Russian media on February 21, 2018, simultaneously reported that the curling athlete, Alexander Krushelnitsky, of the country admitted to using meldonium. At the same time, he voluntarily returned the Bronze Medal that he and his wife, Anastasia Bryzgalova, won a few days ago in the curling couple.

The media quoted Russian curling Federation spokeswoman Valentina Parinova as saying that, along with the confession, the athlete Krushelnitsky vowed not to appear in the expected hearing of the Sports Arbitration Court (CAS). took place on February 22, thinking that his presence right now was meaningless.

Krushelnitsky’s acknowledgment was a blow to Russia’s efforts to improve the image of sports after the doping scandal at the Sochi 2014 Winter Olympics. December 2017 for the International Olympic Committee (IOC) to consider easing the ban on athletes.

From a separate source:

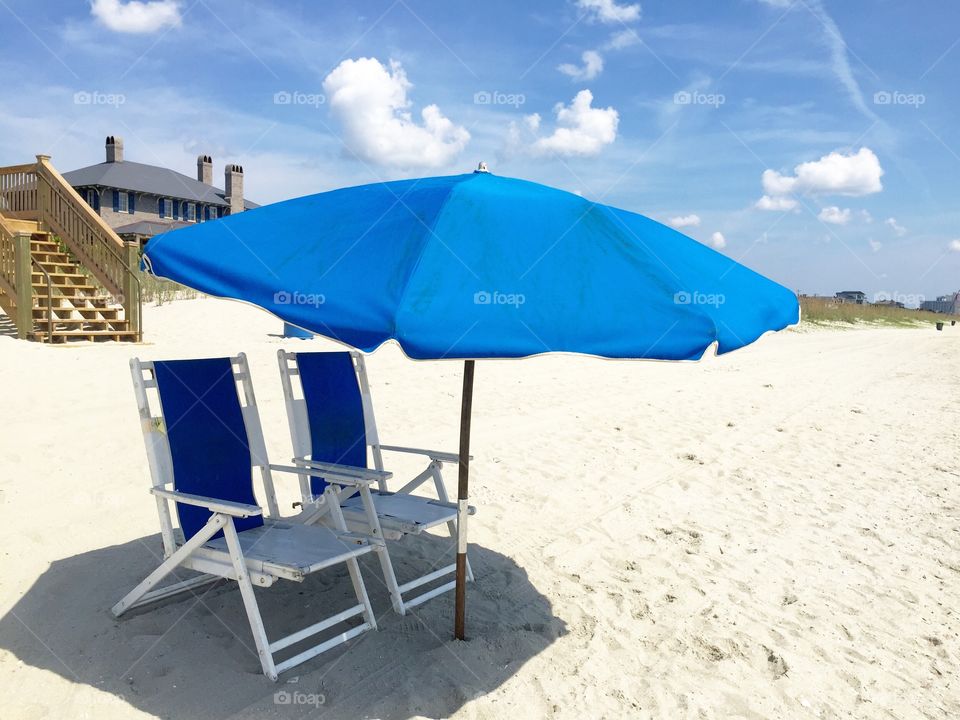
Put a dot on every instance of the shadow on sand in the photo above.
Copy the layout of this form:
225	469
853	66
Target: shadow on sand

Krushelnitsky is one of 168 Russian athletes authorized by the IOC to compete in the 2018 PyeongChang Olympic Games as a neutral athlete after proving that he is clean before doping. Krushelnitsky’s scandal also made the opportunity of the Russian flag to appear at the closing ceremony of the Winter Olympics in PyeongChang 2018 becoming more fragile than ever.

Earlier, the IOC left open the possibility that Olympic athletes from Russia would receive the flag on the closing night if they respect and absolutely adhere to the rules set by the organization.

There have been three cases of doping use during the 2018 PyeongChang Winter Olympics, including Japanese speed skater Kei Saito, Slovenian ice hockey player Ziga Jeglic and Alexander Krushelnitsky.

WADA stated that it has conducted 17,000 tests since April 2017 and 2,500 urine and blood samples will be tested during the 17-day competition of the 2018 PyeongChang Olympic Games. WADA President Craig Reedie expressed hope this will create fair and honest competition environment in accordance with the Olympic spirit. He emphasized that all of WADA’s anti-doping efforts are aimed at providing a true playground for the athletes.